Или это у них понимание свободы такое своеобразное. Свободен внутри вольера. А дальше только в сопровождении "разумного" члена семьи. Глупости какие-то. На Земле совсем неразумных собак и тех выпускают за забор гулять, а тут нате!..
Впрочем, дыр в заборе было множество. Охрана за всеми уследить не могла, и я частенько гулял по городу сам. Тем более, когда гиренай и сапенай по виду отличить сложно. Виды были столь близки, что было возможно перекрестное сношение, только рождались в этом случае уроды бесплодные.
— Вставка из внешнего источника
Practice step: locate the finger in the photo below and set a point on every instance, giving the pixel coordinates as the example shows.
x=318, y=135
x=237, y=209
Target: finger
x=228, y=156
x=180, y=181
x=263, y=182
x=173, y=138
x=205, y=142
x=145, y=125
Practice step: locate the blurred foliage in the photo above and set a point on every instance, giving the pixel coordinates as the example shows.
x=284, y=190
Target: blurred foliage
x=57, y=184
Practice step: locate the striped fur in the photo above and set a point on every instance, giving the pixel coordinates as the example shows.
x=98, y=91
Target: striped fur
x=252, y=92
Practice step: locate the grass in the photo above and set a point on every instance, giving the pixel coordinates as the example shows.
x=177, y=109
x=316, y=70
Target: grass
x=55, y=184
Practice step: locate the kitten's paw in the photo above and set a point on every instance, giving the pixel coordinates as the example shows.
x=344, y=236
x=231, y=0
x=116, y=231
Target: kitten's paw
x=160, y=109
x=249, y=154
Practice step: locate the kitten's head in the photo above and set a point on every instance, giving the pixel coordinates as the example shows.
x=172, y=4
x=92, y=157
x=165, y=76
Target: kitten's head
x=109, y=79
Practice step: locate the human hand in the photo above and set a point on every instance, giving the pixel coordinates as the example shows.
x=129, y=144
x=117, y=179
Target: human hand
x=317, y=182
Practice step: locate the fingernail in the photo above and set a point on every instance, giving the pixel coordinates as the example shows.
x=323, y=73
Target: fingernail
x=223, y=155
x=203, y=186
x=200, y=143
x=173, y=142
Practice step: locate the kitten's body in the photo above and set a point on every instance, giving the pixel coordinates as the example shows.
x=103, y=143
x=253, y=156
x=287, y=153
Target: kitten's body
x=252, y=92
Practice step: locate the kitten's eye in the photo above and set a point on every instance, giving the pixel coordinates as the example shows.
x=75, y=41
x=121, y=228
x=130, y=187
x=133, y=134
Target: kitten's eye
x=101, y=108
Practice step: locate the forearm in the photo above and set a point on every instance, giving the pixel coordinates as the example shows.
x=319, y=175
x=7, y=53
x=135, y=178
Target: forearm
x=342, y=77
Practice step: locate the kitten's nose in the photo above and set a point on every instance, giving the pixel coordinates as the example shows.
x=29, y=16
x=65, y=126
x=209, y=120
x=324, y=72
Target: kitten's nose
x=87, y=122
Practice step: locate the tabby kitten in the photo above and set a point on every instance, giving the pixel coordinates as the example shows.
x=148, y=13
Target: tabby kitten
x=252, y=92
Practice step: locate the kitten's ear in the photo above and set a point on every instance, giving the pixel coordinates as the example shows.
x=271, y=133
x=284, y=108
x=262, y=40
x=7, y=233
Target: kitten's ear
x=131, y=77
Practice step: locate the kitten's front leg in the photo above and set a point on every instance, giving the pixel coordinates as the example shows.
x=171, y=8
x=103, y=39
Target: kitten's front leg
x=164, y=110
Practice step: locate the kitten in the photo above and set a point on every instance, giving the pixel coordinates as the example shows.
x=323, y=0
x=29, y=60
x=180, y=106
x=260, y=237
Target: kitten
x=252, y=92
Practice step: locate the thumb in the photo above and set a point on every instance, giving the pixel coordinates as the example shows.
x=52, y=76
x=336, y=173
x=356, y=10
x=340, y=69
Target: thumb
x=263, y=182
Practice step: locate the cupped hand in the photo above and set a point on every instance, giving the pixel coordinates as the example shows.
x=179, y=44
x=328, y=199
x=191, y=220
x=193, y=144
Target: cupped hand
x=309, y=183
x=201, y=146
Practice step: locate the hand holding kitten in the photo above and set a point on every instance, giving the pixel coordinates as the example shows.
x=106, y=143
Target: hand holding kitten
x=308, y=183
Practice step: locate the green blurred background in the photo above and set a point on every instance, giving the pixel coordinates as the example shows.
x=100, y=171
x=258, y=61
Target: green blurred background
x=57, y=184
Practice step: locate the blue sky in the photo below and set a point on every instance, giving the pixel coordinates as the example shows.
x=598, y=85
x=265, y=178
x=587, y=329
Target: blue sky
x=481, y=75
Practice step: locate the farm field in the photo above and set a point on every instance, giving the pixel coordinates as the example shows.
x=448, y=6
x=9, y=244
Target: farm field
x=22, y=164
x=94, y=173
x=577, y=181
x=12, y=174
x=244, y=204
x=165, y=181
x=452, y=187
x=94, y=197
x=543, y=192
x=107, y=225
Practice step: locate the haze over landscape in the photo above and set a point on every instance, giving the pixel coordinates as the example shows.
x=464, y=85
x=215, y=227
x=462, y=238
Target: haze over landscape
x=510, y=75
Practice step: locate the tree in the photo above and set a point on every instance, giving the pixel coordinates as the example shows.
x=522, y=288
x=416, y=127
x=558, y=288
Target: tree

Типа того "желтозеленого", которым я стал в самый первый раз.
В очередной день, когда я гулял по городу, рядом остановилась машина, и из нее выскочил мой "хозяин".
− В чем дело, Гир? Ты с кем? − заговорил он.
− Я сам с собой, какое дело? − спросил я.
− Я же просил тебя не выходить за забор.
− А я и не выходил.
− Как же не выходил, если ты здесь?
− Я прополз под забором, но не выходил, − усмехнулся я. − А заделаешь дыру, буду перескакивать через. Мы, кажется, говорили на эту тему, а?
− Ты понимаешь, что будет, если тебя поймают?
− Меня зажарят и съедят?
− Иди в машину, − приказал он, не отвечая.
Я сел на заднее место и молчал всю дорогу.
В этот же вечер, Эрфе пригласил меня в свой кабинет и попытался читать лекцию. Я демонстративно заснул и захрапел на третьей минуте. Эрфе меня не понимает. Он, ни на мгновение не сомневается, что я пришелец, но мое поведение ему кажется ненормальным. Просто неприемлемым для разумного!
− А может ты еще ребенок? − спросил он.
− Ребенок? − удивился я. − Да если взять и сложить годы твои, твоих детей и жены, то и половина моих не наберется!
− Тогда, я все понял. Ты − старый маразматик.
− Глупости, − фыркнул я. − Ты пытаешься всунуть в свои рамки то, что в них не влазит.
− Не понимаю. Тогда, что ты делаешь? Смысл во всей этой твоей беготне!
− В беготне смысла нет, − усмехнулся я. − Просто побегать, погулять, увидеть, что я не в клетке сижу. А во всем остальном смысл только один − я жду.
− Ждешь? Кого?
− Не кого, а чего. Жду, когда вы в космос взлетите. Тогда у меня появится возможность лететь к себе домой.
− По всем прогнозам это будет не меньше чем через сто лет.
− Ну, мне не привыкать торчать на диких планетах. Ты же знаешь, что я бессмертен.
− В это плохо верится.
− Я же тебе объяснял.
− Что? Что ты можешь из старика в молодого обернуться? А то, что тебя просто могут убить?
− Ну, не родилась у вас еще та бомба, которой можно меня убить наверняка.
− Бомбы не рождаются.
− Да ну! Они растут на железных плантациях, которые удобряют мераллоломом и мочой рабочих!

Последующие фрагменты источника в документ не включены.